Czlowiek ktory potrzebuje pomocy na prawde powinien o nią prosic i ją otrzymywać.
Ale
Nasze pokolenie to wykute w lektozowym mleku, glutenowym jedzeniu i pozyskiwaniu prawdziwych przyjaciół a całosc byla zawsze polerowana Mottem - "co nas nie zabije to nas umocni!"
Taaa... Szkoda tylko że ci wzmacniani najbardziej szukają najczęściej pomocy na dnie butelki, tworzą przemocowe związki bo byli uczeni emocje ukrywać a nie je kontrolować, kończą nierzadko bez przyjaciół, zgorzkniali i wyklinający młodszych którzy chcą żyć inaczej niż oni...
Mowa o tych którzy nie skakali z okna na bungee bezprzewodowym...
To ja już wolę to słabe, młode pokolenie które może i lata z pierdołami do psychologa i sprawdza w necie najprostsze rzeczy ale do ciężkiej kutwy nędzy przynajmniej nie wstydzi się płakać i mówić otwarcie o tym co czuje.
A i mój kolega ma łagodną postać celiakli, fajnie było w latach 90-tych unikać glutenu...
"Nasze pokolenie to wykute w lektozowym mleku, glutenowym jedzeniu i pozyskiwaniu prawdziwych przyjaciół a całosc byla zawsze polerowana Mottem - "co nas nie zabije to nas umocni!"
Gdy patrzę na moich rodziców, ich rodzeństwo, znajomych, sąsiadów, rodziców moich przyjaciół (wiek 45-60), to tak: 1. w młodości mieli wielu przyjaciół, chodzili na prywatki, mają piękne wspomniania, ale teraz nie mają przyjaciół praktycznie wcale, jak już to jakichś pojedynczych znajomych z pracy, a z ludźmi z lat młodości mają znikomy kontakt. 2. Może i nie mieli uczulenia na laktozę czy gluten, ale większość ma teraz nadwagę, skórę w kiepskiej kondycji, wypadające włosy, problemy z trawieniem, zepsute zęby. 3. Przeżyli, ale czy na pewno ich to wzmocniło?

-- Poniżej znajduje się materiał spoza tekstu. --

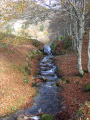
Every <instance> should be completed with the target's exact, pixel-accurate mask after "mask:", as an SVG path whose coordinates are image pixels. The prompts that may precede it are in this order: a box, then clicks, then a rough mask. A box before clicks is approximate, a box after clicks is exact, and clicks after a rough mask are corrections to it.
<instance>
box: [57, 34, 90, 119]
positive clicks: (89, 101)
mask: <svg viewBox="0 0 90 120" xmlns="http://www.w3.org/2000/svg"><path fill="white" fill-rule="evenodd" d="M87 43H88V35H84V42H83V51H82V63H83V69H84V70H85V71H86V70H87V68H86V66H87ZM55 63H56V65H57V67H58V69H59V71H58V73H59V75H60V76H62V80H61V81H60V84H59V85H60V86H62V87H63V90H62V96H63V104H64V105H65V107H66V109H65V111H64V112H60V113H58V114H57V115H56V118H59V116H62V119H63V120H69V119H70V120H74V119H75V118H76V120H84V117H86V118H87V120H90V92H86V91H85V86H86V85H87V84H89V83H90V74H88V73H86V72H85V74H84V76H83V77H79V76H78V71H77V55H76V53H74V52H71V53H68V54H65V55H61V56H57V57H56V58H55Z"/></svg>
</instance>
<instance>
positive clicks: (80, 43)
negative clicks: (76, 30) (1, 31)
mask: <svg viewBox="0 0 90 120" xmlns="http://www.w3.org/2000/svg"><path fill="white" fill-rule="evenodd" d="M82 27H83V24H82V19H81V18H79V41H78V46H77V64H78V71H79V74H80V75H81V76H83V69H82V59H81V54H82V44H83V40H82V39H83V31H82Z"/></svg>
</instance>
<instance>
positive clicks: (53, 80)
mask: <svg viewBox="0 0 90 120" xmlns="http://www.w3.org/2000/svg"><path fill="white" fill-rule="evenodd" d="M44 53H45V54H46V55H45V56H44V57H43V59H42V60H41V62H40V73H39V75H38V76H37V77H38V78H40V79H42V80H45V81H46V82H43V83H42V84H41V86H40V87H39V92H38V93H37V96H36V97H35V98H34V103H33V105H32V106H31V107H30V108H29V109H27V110H22V111H19V113H18V112H17V113H15V114H14V115H12V117H11V118H9V119H8V118H7V119H1V120H14V118H15V116H17V115H18V114H21V113H23V114H24V115H28V114H31V115H36V114H38V113H40V112H42V113H47V114H56V113H57V112H59V111H60V110H61V105H60V104H61V102H62V100H61V96H60V95H59V94H58V93H60V92H61V88H60V87H57V86H56V83H57V81H58V77H57V74H56V66H55V65H54V63H53V57H54V56H53V55H52V53H51V48H50V46H45V47H44ZM34 120H37V119H34Z"/></svg>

Większość choruje, chodzą od lekarza do lekarza, mają braki emocjonalne, nie potrafią mówić o swoich problemach. Bo to nie jest tak, że oni mają mniej problemów niż współcześni młodzi ludzie, oni po prostu duszą je w sobie, bo tak zostali wychowani. To, że o czymś się nie mówi, nie znaczy, że tego nie ma.
@ Cystof: Bezprzewodowe bungee mnie urzekło. Wezmę i ukradnę. Jeśli masz coś przeciwko, przepraszam ale nie.odstąpię. 😀
@upadlygzyms
Spoko, sam to gdzieś podłapałem także to nawet nie jest moje autorskie :)

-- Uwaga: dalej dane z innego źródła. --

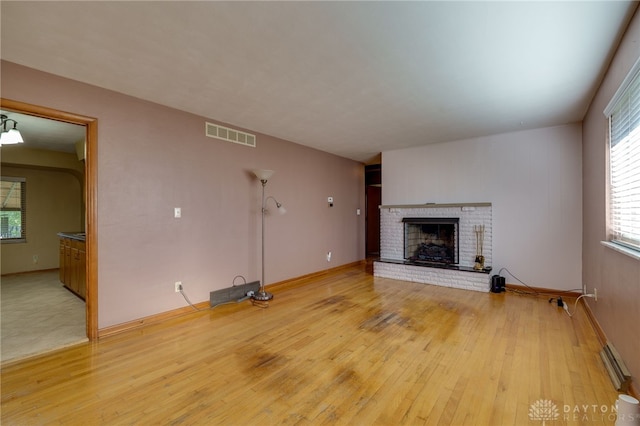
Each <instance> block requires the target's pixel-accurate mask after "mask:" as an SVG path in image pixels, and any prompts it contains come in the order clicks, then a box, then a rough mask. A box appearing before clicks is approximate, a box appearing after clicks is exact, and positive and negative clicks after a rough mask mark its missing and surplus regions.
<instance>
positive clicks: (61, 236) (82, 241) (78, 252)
mask: <svg viewBox="0 0 640 426" xmlns="http://www.w3.org/2000/svg"><path fill="white" fill-rule="evenodd" d="M58 236H59V237H60V273H59V277H60V281H61V282H62V284H64V286H65V287H66V288H68V289H69V290H71V291H72V292H73V293H75V294H76V295H78V296H79V297H81V298H82V299H85V297H86V295H87V284H86V267H87V261H86V259H87V250H86V242H85V237H84V234H82V233H64V232H61V233H59V234H58Z"/></svg>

1. Chyba każdy w młodości miał więcej przyjaciół, niż jak założył swoją rodzinę. Był czas na imprezy, to się na nie chodziło. Później dzieci, praca, czasu coraz mniej - to i znajomości się rozluźniały.
2. Młodsze pokolenia też w coraz większym stopniu mają nadwagę i otyłość. Skutek dostępności niezdrowego jedzenia, które uzależnia, a nie bicia pasem.

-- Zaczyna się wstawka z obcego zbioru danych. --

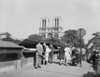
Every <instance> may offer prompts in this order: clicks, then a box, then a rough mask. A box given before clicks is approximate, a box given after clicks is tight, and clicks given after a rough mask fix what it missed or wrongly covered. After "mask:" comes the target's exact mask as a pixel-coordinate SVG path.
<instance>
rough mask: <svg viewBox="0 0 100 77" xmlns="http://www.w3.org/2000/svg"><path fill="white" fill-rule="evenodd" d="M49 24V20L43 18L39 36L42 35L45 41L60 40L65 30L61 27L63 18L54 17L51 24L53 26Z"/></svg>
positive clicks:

Tak, masz rację i dokładnie o to mi chodzi, że nasze pokolenie niczym nie różni się od pokolenia naszych rodziców. Żyjemy w innych czasach, ale wewnątrz jesteśmy takimi samymi ludźmi. Gdybyśmy się zamienili miejscami, to nasi rodzice nie jedliby glutenu, a my mielibyśmy większe problemy z emocjonalnością. Dlatego takie gadanie, że "kiedyś to było, a teraz to nie ma" jest bez sensu.
@Postac
1) Przyjaciele to nie to samo co znajomi czy koledzy. Mylisz pojęcia. Poza tymi przerażająco wielu 40-50 latków nie ma nawet tego.
2) Młodsze pokolenia koszmarnych wzorców żywieniowych nie wzięło z powietrza. Do tej pory starsze pokolenia mają zwyczaj napychać dzieci słodyczami i ciastami.
W tamtych czasach nauczyciel czuł że ma autorytet i poparcie dyrektora. Poza zupełną patologią , która zresztą była szybko usuwana ze szkoły nie zdarzało się żeby ktoś wyskoczył do nauczyciela. To i wychowywać było łatwiej.
Myślę że kolejne pokolenie czerpie wzorce z netu.
Dla nas wzorcem był Nikola Tesla a dla nowego pokolenie to pewnie producent samochodow a wzorcem "ostatniego" pokolenia jest Kim Kardashian.
Bez komentarza :(
Tak, na pewno kiedyś idolami byli sami wybitni ludzie, a wszyscy oglądali tylko programy naukowe. Przecież kiedyś nie istniały plotkarskie gazety, nie było też patocelebrytów. Tak, to ironia.
Hva, jak zwykle w formie, jad aż kipi.